За Великой стеной

22
18
20
22
24
26
28
30

Хуан принес пистолет, отдал мне. Мына вооружил ножом.

Хуан сказал:

— Сегодня ночью бежим.

— Как бежим, господин Хуан? — встрепенулся Мын.

Его сонливость моментально исчезла.

— Я все продумал, — сказал Хуан.

И он рассказал план побега с острова.

…Мын волнуется. Он тыкается по берегу как слепой. Без конца обращается с вопросами, точно не понял плана побега. Меня это очень беспокоит. С китайцем можно идти на любой риск, пока он не «потерял лица». Европейцу трудно понять, что такое «потерять лицо». Попытаюсь, как могу, объяснить это.

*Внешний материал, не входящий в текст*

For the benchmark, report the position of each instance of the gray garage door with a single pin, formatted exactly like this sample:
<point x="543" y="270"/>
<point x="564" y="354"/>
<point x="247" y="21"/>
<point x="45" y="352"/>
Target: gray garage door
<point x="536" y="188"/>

Я родился во время войны. И мой старший брат, сколько живет, ни разу не видел мирной жизни. И мать не помнит… У нас были врагами китайцы, французы, потом японцы, потом опять французы, потом пришли американцы. Черные и белые. Мы, вьетнамцы, ненавидели янки. И Гнилушка Тхе ненавидит, и если имеет с ними бизнес, так только потому, что есть возможность хорошо заработать.

Я много раз видел, как умирают люди.

Я видел, как стреляют китайцев. Когда китайца ведут на казнь, он идет спокойно, ни один мускул не дрогнет на его лице. Европейцы думают, что это тупая покорность. Они не понимают, что китаец уже убит до выстрела, потому что он опозорен, «потерял лицо». Достаточно на него надеть шутовской бумажный колпак и повесить на грудь плакат с оскорблениями, как он уже «умер». Ему уже почти невозможно возродиться, даже если его и не расстреляют. Конечно, бывают исключения, и если китаец становится лицемером, то до кончика волос, его уже ничем не исправишь.

Папуасу достаточно увидеть, как колдун направил на него заостренную берцовую кость. Папуас ложится и умирает, и ни один врач его не вылечит. Это потому, что он тоже «потерял свое лицо».

Негры-янки бьются до последнего патрона. Они почти не сдаются в плен.

Белые янки боятся смерти. Для них смерть — слишком невыгодный бизнес. Для них все бизнес… Даже смерть.

Индийцы теряются… Слишком много поколений индийцев умирало с голоду. Они покорны судьбе, а вот даяки… эту будут кусаться до последнего издыхания. Он и мертвый вцепится в ногу врага.

Немцы из французского иностранного легиона, парашютисты, умирали, точно кончали жизнь самоубийством. Сладострастно умирали, точно кому-то мстили… Я помню, когда мне было года четыре-пять, как зарезали легионера на нашей улице.

Нас, вьетнамцев, научили умирать… И хотя я не партизан, и хотя я не был в джунглях и не поджег ни одного танка, я умею воевать. Я знаю все системы оружия, все их данные, этому мы учимся с пеленок. Тысячу лет нас угнетали захватчики с Севера, полтысячелетия мы воевали с захватчиками с Юга. Я родился во время войны, мой старший брат родился во время войны, мой отец погиб в войне. Мы учимся ненавидеть врагов раньше, чем выучиваемся ходить.

У каждой смерти свой звук. Когда с неба падает бомба, она свистит… Если ты видишь ее цилиндрической, значит, это не твоя бомба, она упадет в стороне. Если бомба кажется круглой, беги сломя голову, не разбирая дороги, считай до тридцати восьми, затем падай в любую канаву — эта бомба твоя. На счет «сорок» она расцветает взрывом. Мы, вьетнамцы, так привыкли к смерти, что разучились ее бояться…

Мын подошел и спросил:

— Пройдоха, извини, что я тебя побеспокоил. Скажи, пожалуйста, на кого мы все-таки работали? Кого должны проклинать мои дети, если я не вернусь на материк живым?